Researchers on WHAP were not only interested in air pollution (what it is, how to measure it, and what the resulting data mean) but also crucially interested in the relationship between air pollution and human health (in what ways air pollution relates to other phenomena). It was due to the targeting of health in their aims and objectives that the project’s funding bid was successful, and health was the means by which they would ultimately demonstrate “impact.” As one senior modeler explained, “it is all very well making these beautiful plots but we want to know what it all means, how does it affect health?” It was the role of the epidemiologists to describe this link. Their specific focus was on the short-term effects of air pollution. Through the statistical exploration of air pollution data (modeled or monitored) with health data from the Office for National Statistics (mortality) and the Myocardial Ischaemia National Audit Project (MINAP 2 ; morbidity, specifically, heart and lung disease), correlations between “health events,” such as increased hospital admission for a heart attack or decreased lung function, with “air pollution events,” like high levels of ozone, could be made. The relationship between high air pollution episodes and changes in population health was used to understand patterns of environmental health and measures of risk for public health policy and intervention.
In order to study air pollution and health relations, it is necessary first to decide what data of air pollution to use. The first option proposed was monitored data, which instigated a series of attempts to find new, better kinds of data of air pollution. The modelers on WHAP generated modeled data, and this led to a series of comparisons of monitored and modeled data. The epidemiologists were keen to ensure the air pollution data were, first, enacting the right kind of air that people breathe (spatially) and, second, that these data were “empirical” and not “too mediated” by technologies and people. As already detailed, what counted as good air pollution data was different for the modelers, and these gaps and fissures were often described as types of “error” by researchers. Yet how good data were defined and error managed generated new encounters, queries, and material concerns and, as I will discuss below, through these processes air pollution emerged as an interdisciplinary phenomenon.

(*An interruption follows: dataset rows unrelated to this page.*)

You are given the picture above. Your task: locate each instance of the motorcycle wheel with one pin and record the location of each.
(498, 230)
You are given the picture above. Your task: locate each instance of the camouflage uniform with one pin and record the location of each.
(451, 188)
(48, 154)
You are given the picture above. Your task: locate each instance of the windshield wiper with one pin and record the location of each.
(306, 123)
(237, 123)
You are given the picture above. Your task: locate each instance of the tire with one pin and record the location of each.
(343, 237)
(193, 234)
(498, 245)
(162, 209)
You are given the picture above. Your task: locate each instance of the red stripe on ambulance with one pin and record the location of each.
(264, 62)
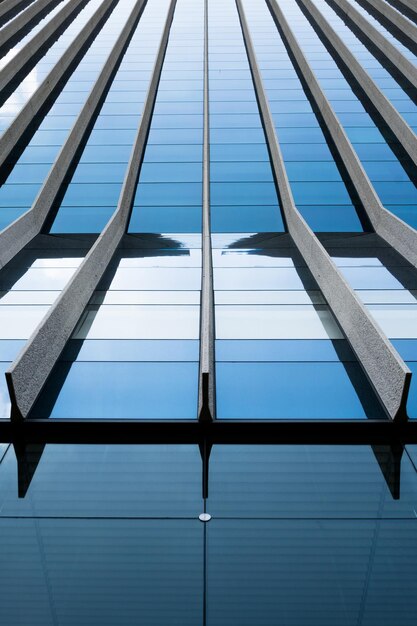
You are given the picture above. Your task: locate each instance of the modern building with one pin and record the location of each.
(208, 304)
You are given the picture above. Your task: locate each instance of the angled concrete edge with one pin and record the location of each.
(16, 29)
(206, 390)
(398, 234)
(390, 115)
(27, 115)
(407, 7)
(392, 16)
(385, 47)
(22, 230)
(10, 8)
(30, 370)
(384, 367)
(20, 63)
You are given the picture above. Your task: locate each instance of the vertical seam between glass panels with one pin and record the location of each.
(206, 394)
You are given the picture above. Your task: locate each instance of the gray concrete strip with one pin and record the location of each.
(206, 390)
(21, 231)
(21, 25)
(374, 37)
(407, 7)
(389, 114)
(392, 19)
(397, 233)
(21, 64)
(10, 8)
(30, 370)
(384, 367)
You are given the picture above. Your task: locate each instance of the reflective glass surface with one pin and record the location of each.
(276, 335)
(138, 339)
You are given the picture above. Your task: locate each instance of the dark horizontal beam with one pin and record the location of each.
(366, 432)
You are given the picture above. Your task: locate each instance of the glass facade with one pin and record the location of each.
(208, 314)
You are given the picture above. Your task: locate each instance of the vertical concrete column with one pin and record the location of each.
(29, 372)
(22, 24)
(399, 235)
(21, 231)
(407, 7)
(10, 8)
(384, 367)
(389, 114)
(24, 60)
(393, 21)
(375, 38)
(206, 392)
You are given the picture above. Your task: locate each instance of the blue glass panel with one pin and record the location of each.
(283, 350)
(130, 350)
(91, 566)
(246, 219)
(155, 219)
(293, 391)
(122, 391)
(79, 220)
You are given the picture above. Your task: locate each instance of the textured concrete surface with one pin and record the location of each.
(41, 40)
(392, 16)
(10, 8)
(390, 115)
(29, 372)
(43, 94)
(400, 235)
(385, 47)
(22, 23)
(384, 367)
(408, 7)
(21, 231)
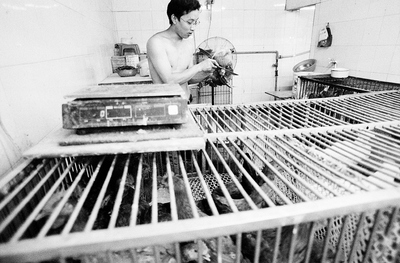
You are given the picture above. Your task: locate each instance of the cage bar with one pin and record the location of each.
(288, 196)
(323, 86)
(299, 114)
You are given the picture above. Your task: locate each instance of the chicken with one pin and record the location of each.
(223, 74)
(190, 252)
(242, 205)
(267, 245)
(185, 212)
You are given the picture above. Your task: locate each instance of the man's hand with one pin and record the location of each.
(208, 65)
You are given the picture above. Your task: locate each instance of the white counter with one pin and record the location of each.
(116, 79)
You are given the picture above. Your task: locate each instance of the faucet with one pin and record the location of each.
(333, 62)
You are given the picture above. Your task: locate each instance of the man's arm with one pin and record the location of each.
(158, 57)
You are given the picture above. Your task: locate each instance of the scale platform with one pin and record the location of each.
(125, 105)
(123, 119)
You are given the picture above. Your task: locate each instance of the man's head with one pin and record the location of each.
(179, 8)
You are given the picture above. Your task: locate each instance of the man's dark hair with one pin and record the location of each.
(181, 7)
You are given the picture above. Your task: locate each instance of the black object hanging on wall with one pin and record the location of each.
(325, 37)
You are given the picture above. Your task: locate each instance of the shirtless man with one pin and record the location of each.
(170, 52)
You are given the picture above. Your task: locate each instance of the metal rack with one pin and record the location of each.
(293, 181)
(323, 86)
(299, 114)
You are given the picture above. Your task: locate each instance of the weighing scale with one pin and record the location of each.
(125, 105)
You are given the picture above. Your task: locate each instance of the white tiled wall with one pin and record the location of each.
(48, 48)
(366, 37)
(256, 25)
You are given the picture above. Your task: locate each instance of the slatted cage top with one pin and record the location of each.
(78, 206)
(323, 86)
(298, 114)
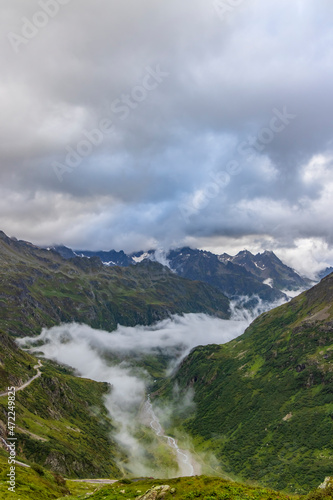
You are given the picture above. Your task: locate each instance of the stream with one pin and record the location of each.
(183, 459)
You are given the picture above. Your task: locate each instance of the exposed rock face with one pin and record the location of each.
(156, 493)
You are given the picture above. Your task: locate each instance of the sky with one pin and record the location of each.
(135, 125)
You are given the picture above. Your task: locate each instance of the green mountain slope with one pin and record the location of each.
(40, 288)
(61, 420)
(264, 402)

Monitored Data (the Extraction of Air Pollutants)
The epidemiologists began by explaining to the team the problem of using monitored data [referred to as measurements] in their analysis of the health effects of air pollution. One reason, they suggest, is that “we only have measurements in a limited number of grid squares.”
3
This is problematic because they are measuring the health effects across the whole of the UK. The second problem is that the modeled and monitored data “aren’t measuring quite the same thing,” “we are not going to have the gold standard” and “we are not comparing like for like and it is a struggle to try and address this”. (Field notes, Liaison meeting, April 2, 2012)
Monitoring stations are small cabins containing a number of different air pollutant monitors (Figure 1). These monitors draw samples of surrounding air in through tubes that connect the inside of the station to the ambient air outside. Once in the tubes, the air samples go through a process of purification, where the parts of air not being measured are taken away with a scrubbing device. This construction of the object of interest as discrete in space and time meant the sensor was able to measure the pollutant inside the monitor. The sensor functions with the passing of an ultraviolet light beam through the tube, and the measure of the pollutant is the measure of the reaction that results from this process. The final data are expressed as parts per million, which can be converted to micrograms per cubic meter (µg/m3). For particulate matter (PM), sizes are expressed in micrometer in diameter, generally as PM10 or PM2.5.

Inside a monitoring station (personal photo).
In order for these numbers to be turned into data, the numerical readings are checked to ensure they are measuring the “right relations” of air and have not been unduly influenced by the instrument used. Routine calibration tests are one key way to ensure the validity of data. In a calibration test, the air sample is measured and compared with a laboratory certified standard, stored in gas canisters within the monitoring station. Ideally, the readings on the front of the monitor should be the same as the measure in the gas canisters. Looking for this “span and drift” of the measurement made in comparison to the certified standard is a way to check the effectiveness of the instrument, as site technician Phil explained: “I am looking for the readings to stabilize […] so to stay at around the same number to check all is functioning ok” (Field notes, October 25, 2012). These descriptions are recorded and input into the spreadsheet and contribute to what Phil explicitly referred to as “a record keeping exercise” that ensures the continual archiving of monitoring air from past to present. The calibration results are attached to the measurements made by the monitor, so that they can be drawn upon to check and explain the measurements (and, accordingly, make any adjustments required) at a later date and in subsequent data analyses carried out off-site.
Some of the defining features of monitored data were problematic for the epidemiologists on WHAP, however. First, monitors were often described as only measuring air pollution levels from particular sources, like traffic, often located in places considered to have poor air quality rather than “the kind of air people breathe.” One concern related to checking data was that the monitors picked up higher levels of pollution than people are likely to breathe (if monitors are located on roadsides, for example). The epidemiologists grappled with this by comparing monitors on roadsides with monitors located in spaces described as “background air” in order to work out whether the margin of difference between these measurements could be significant to measures of health risk. Second, monitors only measure air at particular spatial points and therefore do not capture all the different types of air people breathe in space and time. Indeed, it is widely recognized that individuals’ exposure changes as they move, for example, from inside their home to the bus stop and to and from work (Gulliver and Briggs 2005; Laumbach, Meng, and Kipen 2015; Myers and Maynard 2005). Epidemiologists regarded these discrepancies as reducing their ability to measure variation in exposure of human populations across the UK. Their aim was to make visible the temporal sequence, and thereby potential correlation, of air pollution and health in predefined mapped spaces through time-series analysis. If the measurement generated by a monitoring station differs from the exposure of an individual a few 100 m away, then the subsequent statistical linking of air pollution data with health data may generate inaccurate correlations.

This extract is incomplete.